Segal Leopoldo N, Clemente Jose C, Li Yonghua, Ruan Chunhai, Cao Jane, Danckers Mauricio, Morris Alison, Tapyrik Sarah, Wu Benjamin G, Diaz Philip, Calligaro Gregory, Dawson Rodney, van Zyl-Smit Richard N, Dheda Keertan, Rom William N, Weiden Michael D
Division of Pulmonary, Critical Care and Sleep Medicine, School of Medicine, New York University, New York, NY 10016, USA.
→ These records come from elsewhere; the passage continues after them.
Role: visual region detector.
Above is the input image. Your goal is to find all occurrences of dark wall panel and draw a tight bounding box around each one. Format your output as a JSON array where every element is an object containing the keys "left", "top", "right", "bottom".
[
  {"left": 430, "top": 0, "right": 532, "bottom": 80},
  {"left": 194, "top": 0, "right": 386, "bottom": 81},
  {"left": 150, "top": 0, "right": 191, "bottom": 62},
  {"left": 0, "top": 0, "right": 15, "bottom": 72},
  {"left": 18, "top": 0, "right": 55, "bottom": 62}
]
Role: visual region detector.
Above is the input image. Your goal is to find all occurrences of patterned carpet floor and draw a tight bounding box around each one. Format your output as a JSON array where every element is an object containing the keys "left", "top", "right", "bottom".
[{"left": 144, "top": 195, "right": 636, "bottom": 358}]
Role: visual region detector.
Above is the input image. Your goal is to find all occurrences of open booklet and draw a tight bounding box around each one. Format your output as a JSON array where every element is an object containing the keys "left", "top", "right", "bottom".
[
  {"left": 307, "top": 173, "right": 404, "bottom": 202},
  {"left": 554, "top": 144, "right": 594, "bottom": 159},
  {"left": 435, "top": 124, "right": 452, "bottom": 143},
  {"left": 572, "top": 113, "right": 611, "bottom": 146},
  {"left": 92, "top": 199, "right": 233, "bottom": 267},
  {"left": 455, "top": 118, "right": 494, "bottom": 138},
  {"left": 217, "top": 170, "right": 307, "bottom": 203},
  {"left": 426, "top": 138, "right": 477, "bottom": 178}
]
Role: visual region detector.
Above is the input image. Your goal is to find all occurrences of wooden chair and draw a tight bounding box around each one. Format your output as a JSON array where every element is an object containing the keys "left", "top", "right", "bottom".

Icahn Institute for Genomics and Multiscale Biology, Department of Genetics and Genomic Sciences, and Immunology Institute, Icahn School of Medicine at Mount Sinai, New York, NY 10029, USA.
Cell Host Microbe. 2017 Apr 12;21(4):530-537.e4. doi: 10.1016/j.chom.2017.03.003. Epub 2017 Mar 30.
Despite the immune-reconstitution with antiretroviral therapy (ART), HIV-infected individuals remain highly susceptible to tuberculosis (TB) and have an enrichment of oral anaerobes in the lung. Products of bacterial anaerobic metabolism, like butyrate and other short-chain fatty acids (SCFAs), induce regulatory T cells (Tregs). We tested whether SCFAs contribute to poor TB control in a longitudinal cohort of ART-treated HIV-infected South Africans. Increase in serum SCFAs was associated with increased TB susceptibility. SCFAs inhibited IFN-γ and IL-17A production in peripheral blood mononuclear cells from HIV-infected ART-treated individuals in response to M. tuberculosis antigen stimulation. Pulmonary SCFAs correlated with increased oral anaerobes, such as Prevotella in the lung, and with M. tuberculosis antigen-induced Tregs. Metabolites from anaerobic bacterial fermentation may, therefore, increase TB susceptibility by suppressing IFN-γ and IL-17A production during the cellular immune response to M. tuberculosis.
尽管抗逆转录病毒疗法(ART)可实现免疫重建,但HIV感染者仍极易感染结核病(TB),且肺部存在口腔厌氧菌富集现象。细菌厌氧代谢产物,如丁酸盐和其他短链脂肪酸(SCFAs),可诱导调节性T细胞(Tregs)。我们在接受ART治疗的南非HIV感染者纵向队列中测试了SCFAs是否会导致结核病控制不佳。血清SCFAs升高与结核病易感性增加相关。SCFAs抑制了接受ART治疗的HIV感染者外周血单核细胞在结核分枝杆菌抗原刺激下产生IFN-γ和IL-17A。肺部SCFAs与肺部口腔厌氧菌(如普雷沃菌属)增加以及结核分枝杆菌抗原诱导的Tregs相关。因此,厌氧细菌发酵产生的代谢产物可能通过在细胞免疫反应中抑制对结核分枝杆菌产生IFN-γ和IL-17A,从而增加结核病易感性。